Cooking with Mary #3
As it appeared in the December 1974 Madonna House Restoration newspaper
by Catherine Doherty
How much we miss in fun, taste, adventure, and economy in bypassing yeast-raised dough and all the wondrous things one can make with it!
For some unearthly reason the modern housewife considers yeast dough, and all that goes with it, first a mystery, secondly a chore. Nothing could be further from the truth. It is less a chore than many elaborate dishes, and there is no mystery attached to it nowadays, because of the new fast-raising yeasts and the perfectly timed electrical or gas ranges. In fact it is very simple to dazzle the family with many new variations on an old theme, and to bring into the modern home that good homey nostalgic smell of newly baked yeast dough, which sharpens appetites even before one sees the finished product itself!
Take a yeast-dough meat pie with rich gravy. Make it, say, for a family of four.
Two fast raising yeast envelopes (Fleishman is best)
½ cup of lukewarm water
2 teaspoons of granulated sugar
First stir sugar in lukewarm water until sugar is well dissolved. Then add yeast. Add by sprinkling. Don’t mix. Let stand ten minutes. In the meantime, heat 2 ¾ cups of milk (or water) to scalding temperature. Add ½ cup of granulated sugar, 1/3 cup of shortening or any other fat you prefer (or have on hand) and ¼ teaspoon of salt.
Mix yeast mixture with second mixture and work into this combined liquid 4 cups of sifted ordinary white flour. Beat well until dough is elastic and smooth. Add about 2 to 3 cups more of white sifted flour. Put on board and knead until flour is well mixed and dough soft and elastic again. It takes only a few minutes really.
Then put into greased dish and let rise until double its original size. Keep it in a warm place in your kitchen, away from drafts. Usually it will rise enough in an hour. Then take half of your dough. Flour table or bread board well and roll dough out with rolling pin. At first it will sort of stretch, and you may think you are not getting anywhere. Jest press harder on the rolling pin and make of the dough a nice square – big enough to fit into the baking pan you want for the occasion (you know your family’s appetites!) and enough to cover over. For what you have in mind is a meat pie, remember.
O.K. So you rolled your dough over. It is a nice good square of orderly shape. Now you take the meat. Best for this is leftovers of beef that have been ground through a machine, with two raw onions and then seasoned to taste with salt and pepper. (I add just a pinch of paprika and sage.)

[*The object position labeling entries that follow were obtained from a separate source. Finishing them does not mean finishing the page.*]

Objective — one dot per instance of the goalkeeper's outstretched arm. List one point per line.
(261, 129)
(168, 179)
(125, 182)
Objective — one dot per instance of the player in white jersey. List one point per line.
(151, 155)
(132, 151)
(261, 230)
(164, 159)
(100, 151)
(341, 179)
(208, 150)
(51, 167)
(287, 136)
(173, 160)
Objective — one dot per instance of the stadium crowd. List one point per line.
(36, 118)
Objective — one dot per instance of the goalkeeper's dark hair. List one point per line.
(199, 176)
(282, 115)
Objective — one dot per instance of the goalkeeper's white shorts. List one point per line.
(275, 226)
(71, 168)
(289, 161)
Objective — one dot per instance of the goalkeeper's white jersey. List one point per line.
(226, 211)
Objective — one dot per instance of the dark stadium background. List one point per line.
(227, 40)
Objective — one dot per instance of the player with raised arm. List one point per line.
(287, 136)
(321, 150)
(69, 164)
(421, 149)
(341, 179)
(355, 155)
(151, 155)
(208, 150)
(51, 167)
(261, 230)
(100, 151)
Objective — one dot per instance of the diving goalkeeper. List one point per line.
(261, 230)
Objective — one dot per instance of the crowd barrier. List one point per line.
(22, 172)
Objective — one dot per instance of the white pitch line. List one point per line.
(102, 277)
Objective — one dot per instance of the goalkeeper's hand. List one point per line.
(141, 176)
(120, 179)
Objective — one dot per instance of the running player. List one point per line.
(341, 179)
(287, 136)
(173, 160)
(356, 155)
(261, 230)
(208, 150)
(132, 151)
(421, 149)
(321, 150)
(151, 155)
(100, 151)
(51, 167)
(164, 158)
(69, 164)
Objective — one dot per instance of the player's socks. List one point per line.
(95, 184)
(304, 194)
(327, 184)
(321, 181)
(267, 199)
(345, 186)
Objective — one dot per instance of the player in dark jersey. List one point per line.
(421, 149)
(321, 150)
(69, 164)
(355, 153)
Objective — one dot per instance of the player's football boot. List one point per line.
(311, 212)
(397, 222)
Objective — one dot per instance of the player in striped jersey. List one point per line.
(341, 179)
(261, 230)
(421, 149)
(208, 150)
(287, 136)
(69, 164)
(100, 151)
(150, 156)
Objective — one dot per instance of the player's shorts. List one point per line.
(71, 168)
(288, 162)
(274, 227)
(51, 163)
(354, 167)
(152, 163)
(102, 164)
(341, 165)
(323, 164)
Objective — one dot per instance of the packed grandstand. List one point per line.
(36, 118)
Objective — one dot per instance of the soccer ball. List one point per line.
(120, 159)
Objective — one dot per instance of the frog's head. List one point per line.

Now you lay out this meat mixture on half of your square of rolled out dough. Then cover it with the other half, and pinch sides all around nicely. Put into greased baking dish and smear the top with some melted butter. Put into oven and bake at 300 degrees for one hour. Serve piping hot with the following gravy:
Four finely chopped onions, browned
1 can of celery soup
Salt, pepper, sage and paprika to taste
If this gravy is a wee bit too thick for you, add water.
Some dough may have remained. Make buns with it. Usually though, everyone asks for a second helping. That meat pie is good cold too, for school lunches.